If the network from clients to both the primary and secondary fails, the application is no longer available.

If the network between primary and secondary fails, no action is required to manage GT.M replication. The primary will continue to make the application available. The secondary will catch up with the primary when the network is restored.

If the network from the clients to the secondary fails, no action is required to manage GT.M replication, although it would be prudent to make the network operational as soon as possible.

If the primary (A) fails, the secondary should take over; when the primary comes back up, it should come up as the new secondary.

  • The external control mechanism should detect that the primary has failed, and take action to switch the secondary to primary mode, and either route transactions to the new primary (former secondary) or notify clients to route transactions to the new primary.

  • If the former primary did not respond to certain transactions, one cannot be certain whether they were processed and whether or not the database updates were committed to the former secondary. These transactions must now be processed on the new secondary. When the former primary comes up as the new secondary, processed transactions and database updates will be rolled off the primary and must be reconciled.

On B:

  • Stop the Replication Server.

  • Create new journal files.

  • Switch the Source Server from passive to active mode to start replicating to the new secondary (former primary) when it comes back up.

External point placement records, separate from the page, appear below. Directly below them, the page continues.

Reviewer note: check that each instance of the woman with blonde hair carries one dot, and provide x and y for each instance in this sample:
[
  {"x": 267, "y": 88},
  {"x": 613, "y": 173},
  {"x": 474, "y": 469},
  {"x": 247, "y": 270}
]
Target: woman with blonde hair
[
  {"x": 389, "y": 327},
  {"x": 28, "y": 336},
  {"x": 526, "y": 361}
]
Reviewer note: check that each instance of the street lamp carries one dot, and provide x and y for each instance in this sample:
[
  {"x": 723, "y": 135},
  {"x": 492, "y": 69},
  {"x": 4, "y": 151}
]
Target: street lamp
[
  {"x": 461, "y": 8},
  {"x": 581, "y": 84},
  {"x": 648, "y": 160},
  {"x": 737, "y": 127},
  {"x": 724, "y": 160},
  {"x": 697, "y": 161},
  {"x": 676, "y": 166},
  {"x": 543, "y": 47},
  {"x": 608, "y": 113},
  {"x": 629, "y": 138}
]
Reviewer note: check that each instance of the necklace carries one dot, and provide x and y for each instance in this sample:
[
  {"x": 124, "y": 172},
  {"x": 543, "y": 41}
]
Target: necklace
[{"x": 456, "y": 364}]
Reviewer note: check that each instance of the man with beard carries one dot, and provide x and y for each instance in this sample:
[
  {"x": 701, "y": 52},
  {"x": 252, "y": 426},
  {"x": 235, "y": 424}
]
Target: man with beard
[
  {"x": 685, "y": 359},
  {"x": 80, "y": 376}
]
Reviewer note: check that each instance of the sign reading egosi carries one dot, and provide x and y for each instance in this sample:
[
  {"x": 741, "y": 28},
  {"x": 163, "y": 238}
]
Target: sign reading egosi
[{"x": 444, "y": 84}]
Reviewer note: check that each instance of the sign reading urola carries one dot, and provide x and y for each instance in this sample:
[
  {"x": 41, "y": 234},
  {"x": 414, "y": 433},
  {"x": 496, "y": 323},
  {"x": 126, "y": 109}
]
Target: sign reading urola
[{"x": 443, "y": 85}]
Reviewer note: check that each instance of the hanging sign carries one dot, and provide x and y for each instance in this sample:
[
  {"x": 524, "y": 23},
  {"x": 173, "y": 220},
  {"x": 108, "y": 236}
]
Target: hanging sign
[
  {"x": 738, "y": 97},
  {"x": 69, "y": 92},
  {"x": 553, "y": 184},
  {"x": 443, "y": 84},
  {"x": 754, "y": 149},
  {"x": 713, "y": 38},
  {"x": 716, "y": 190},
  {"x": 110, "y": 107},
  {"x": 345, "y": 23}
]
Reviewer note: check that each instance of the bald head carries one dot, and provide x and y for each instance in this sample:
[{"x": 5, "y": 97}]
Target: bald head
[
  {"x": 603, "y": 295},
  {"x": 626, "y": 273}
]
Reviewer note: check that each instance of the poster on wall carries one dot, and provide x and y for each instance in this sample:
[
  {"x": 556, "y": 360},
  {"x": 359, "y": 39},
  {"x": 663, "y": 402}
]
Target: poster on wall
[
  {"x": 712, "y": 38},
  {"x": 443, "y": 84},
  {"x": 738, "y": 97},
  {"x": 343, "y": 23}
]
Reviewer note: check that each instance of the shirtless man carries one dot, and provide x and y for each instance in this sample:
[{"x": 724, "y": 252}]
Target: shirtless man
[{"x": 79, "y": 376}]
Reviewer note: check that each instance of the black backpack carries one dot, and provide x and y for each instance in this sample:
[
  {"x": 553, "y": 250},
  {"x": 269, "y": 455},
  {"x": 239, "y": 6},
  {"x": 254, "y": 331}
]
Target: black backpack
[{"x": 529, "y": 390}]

  • Start the application servers, or if they were passive, they should be activated. The new primary is now ready to receive transactions from clients.

  • If the state of the database indicates that batch operations were in process, restart batch operations.

  • When Site A comes back up, query Site B as to the journal sequence number at which it became primary, and roll back the secondary database on A to this point. Transmit the transactions that were backed out of the database by the rollback to the primary for reconciliation/reapplication.

  • Create new journal files.

  • Start the Source Server in passive mode.

  • Start the Receiver Server to resume replication as the new secondary. Dual-site operation is now restored.

  • As appropriate, start the passive application servers.